Es war als “Fund des Jahres” angekündigt: In der als Welterbe anerkannten Höhle “Hohle Fels” wurde bei Ausgrabungen eine weitere eiszeitliche Figur aus Mammutelfenbein gefunden. Nun wurde sie erstmals öffentlich gezeigt.
Auf den ersten Blick könnte man das bräunliche Objekt, das nicht größer ist als ein kleiner Finger, für einen abgebrochenen Zweig halten. Doch in Wahrheit gewährt dieses archäologische Fundstück aus Baden-Württemberg einen Blick in die Kulturgeschichte der Menschheit: Die bei Ausgrabungen entdeckte und fast 40.000 Jahre alte Figur aus Mammutelfenbein wurde am Donnerstag erstmals der Öffentlichkeit präsentiert. Forscher hatten die kleine eiszeitliche Figur in der als Welterbe anerkannten Höhle “Hohle Fels” am Rand der Schwäbischen Alb gefunden. Die Wissenschaftler interpretieren das Kunstobjekt als Otter.
Nicholas Conard von der Abteilung Ältere Urgeschichte der Universität Tübingen sagte, diese und die bereits früher in der Höhle entdeckten Figuren seien “einmalig weltweit”. Bei einer Pressekonferenz im Urgeschichtlichen Museum Blaubeuren nahe Ulm wurde das Stück als “Fund des Jahres” präsentiert.
Die Otter-Figur sei entstanden “in einer Zeit, als die ersten anatomisch modernen Menschen in Europa ankamen”. Sie stamme aus dem gleichen Zeithorizont wie die berühmte Venus-Figur aus dem “Hohle Fels” nahe Schelklingen. Die kleine Venus gilt weltweit als bisher älteste Frauendarstellung ihrer Art. Auch die Darstellung einer Flöte wurde dort bereits gefunden.
Möglicherweise sei “hier auf der Alb” der moderne, kulturell begabte Mensch auf dem Planeten Erde entstanden, sagte Conard. Denn man habe “hier die besten Belege gefunden” – im Vergleich zu ähnlichen Ausgrabungen auf dem Globus.
Die nun präsentierte Figur ist 5,9 Zentimeter lang, 1,5 Zentimeter hoch, 0,5 Zentimeter breit und nur wenige Gramm leicht. Der stilisierte Otter hat eine längliche, aber gedrungene Form und einen kurzen, spitz zulaufenden Schwanz. Die Beine des Tiers sind sehr kurz, der Hals dagegen sehr lang. Der Kopf ist abgebrochen und fehlt. Der aktuelle Fund sei im Gegensatz zu anderen Figuren nicht mit verzierenden Ritzmustern versehen, hieß es.

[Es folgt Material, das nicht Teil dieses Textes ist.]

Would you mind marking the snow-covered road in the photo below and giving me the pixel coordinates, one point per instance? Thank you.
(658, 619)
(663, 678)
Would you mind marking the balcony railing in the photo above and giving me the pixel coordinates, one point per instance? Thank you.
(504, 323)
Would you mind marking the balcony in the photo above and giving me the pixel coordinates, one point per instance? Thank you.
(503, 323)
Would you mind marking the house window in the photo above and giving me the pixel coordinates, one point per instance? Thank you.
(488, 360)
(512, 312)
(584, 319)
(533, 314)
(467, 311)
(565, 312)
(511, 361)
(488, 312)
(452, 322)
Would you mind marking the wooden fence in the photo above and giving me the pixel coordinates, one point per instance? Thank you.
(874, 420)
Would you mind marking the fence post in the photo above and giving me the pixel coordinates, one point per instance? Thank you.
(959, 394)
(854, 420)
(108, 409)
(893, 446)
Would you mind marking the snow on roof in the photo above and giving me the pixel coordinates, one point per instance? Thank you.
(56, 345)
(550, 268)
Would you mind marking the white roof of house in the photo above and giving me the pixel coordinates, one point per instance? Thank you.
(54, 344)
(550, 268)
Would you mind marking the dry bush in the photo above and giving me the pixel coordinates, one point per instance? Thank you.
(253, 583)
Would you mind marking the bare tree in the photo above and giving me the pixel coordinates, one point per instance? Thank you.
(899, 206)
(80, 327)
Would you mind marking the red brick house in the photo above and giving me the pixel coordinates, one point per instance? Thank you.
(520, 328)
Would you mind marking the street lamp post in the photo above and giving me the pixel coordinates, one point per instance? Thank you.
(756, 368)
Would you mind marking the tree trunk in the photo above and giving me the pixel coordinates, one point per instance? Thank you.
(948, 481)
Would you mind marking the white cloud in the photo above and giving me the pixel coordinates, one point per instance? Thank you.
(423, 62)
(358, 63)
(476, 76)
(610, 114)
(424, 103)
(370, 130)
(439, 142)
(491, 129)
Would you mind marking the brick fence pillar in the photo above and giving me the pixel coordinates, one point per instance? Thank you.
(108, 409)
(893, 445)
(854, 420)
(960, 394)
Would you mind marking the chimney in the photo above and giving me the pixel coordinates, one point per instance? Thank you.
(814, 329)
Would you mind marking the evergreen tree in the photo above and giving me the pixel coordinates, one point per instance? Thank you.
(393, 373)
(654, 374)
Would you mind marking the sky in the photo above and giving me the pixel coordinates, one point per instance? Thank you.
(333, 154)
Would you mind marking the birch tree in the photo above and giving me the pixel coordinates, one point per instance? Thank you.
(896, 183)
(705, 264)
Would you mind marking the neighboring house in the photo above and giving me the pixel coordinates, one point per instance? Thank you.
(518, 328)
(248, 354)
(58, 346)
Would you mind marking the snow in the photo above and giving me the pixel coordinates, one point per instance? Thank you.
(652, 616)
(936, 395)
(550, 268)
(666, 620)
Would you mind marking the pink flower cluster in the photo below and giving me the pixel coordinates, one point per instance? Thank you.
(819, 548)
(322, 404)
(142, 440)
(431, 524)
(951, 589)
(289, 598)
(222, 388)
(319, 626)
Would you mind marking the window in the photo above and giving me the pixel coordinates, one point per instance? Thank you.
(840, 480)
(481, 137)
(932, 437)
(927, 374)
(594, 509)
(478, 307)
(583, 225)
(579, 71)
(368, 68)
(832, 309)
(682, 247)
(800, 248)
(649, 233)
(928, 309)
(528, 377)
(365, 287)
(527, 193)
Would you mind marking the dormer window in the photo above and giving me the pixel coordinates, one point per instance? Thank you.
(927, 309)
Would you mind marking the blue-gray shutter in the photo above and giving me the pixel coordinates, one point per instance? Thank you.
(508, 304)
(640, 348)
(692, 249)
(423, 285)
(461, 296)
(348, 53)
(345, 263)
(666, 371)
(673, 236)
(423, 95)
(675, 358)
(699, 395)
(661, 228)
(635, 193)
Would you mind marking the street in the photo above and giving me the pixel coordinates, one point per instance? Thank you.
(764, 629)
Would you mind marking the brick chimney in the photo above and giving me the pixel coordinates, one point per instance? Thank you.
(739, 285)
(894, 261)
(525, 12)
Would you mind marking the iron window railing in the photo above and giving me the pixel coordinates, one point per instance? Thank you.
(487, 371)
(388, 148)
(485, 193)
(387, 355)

Die Figur wurde demnach in Schichten der Altsteinzeit gefunden. Sie bestätige die Annahme, “dass die eiszeitliche Elfenbeinkunst vielfältiger war als lange vermutet”, sagte Conard. Mehr als 30 figürliche Kunstobjekte aus der Altsteinzeit wurden in den Höhlen der Schwäbischen Alb bei archäologischen Ausgrabungen schon entdeckt, die bereits Furore machten – darunter Mammut, Wisent, Wildpferd, Höhlenlöwe und Höhlenbär. “Die Bedeutung dieser Region für die Menschheitsgeschichte ist einmalig”, betonte der Forscher.
Das neue Stück zeige, dass sich die Menschen damals viel stärker mit Wassertieren auseinandergesetzt hätten als bisher gedacht. Schließlich erfordere das Schnitzen eines solchen Stückes aus Elfenbein – das wohl mehrere Tage in Anspruch genommen habe – detaillierte Kenntnisse des Aussehens und der Eigenschaften des dargestellten Tieres.
“Unter den eiszeitlichen Kunstfunden der Region gibt es bereits die Figuren zweier Fische und die eines Wasservogels”, sagte Conard. Andere Funde waren oft so gedeutet worden, dass nur große oder gefährliche Tiere in eiszeitlichen Jäger- und Sammlergesellschaften der künstlerischen Darstellung für würdig befunden worden waren.
“Wir wissen heute nicht, was die Menschen damals an einem Otter fasziniert haben könnte. Aber mit Sicherheit haben sie beobachtet, wie wendig er sich im Wasser bewegt, wie fürsorglich er seinen Nachwuchs aufzieht und welch ein raffinierter Fischjäger er ist”, sagte Stefanie Kölbl, geschäftsführende Direktorin des Museums. Die erstaunlichen Fähigkeiten des Otters unter Wasser – also in einer für die damaligen Menschen “anderen Welt” – könnten vielleicht sogar eine Verbindung zu Schamanismus gewesen sein, ergänzte Conard.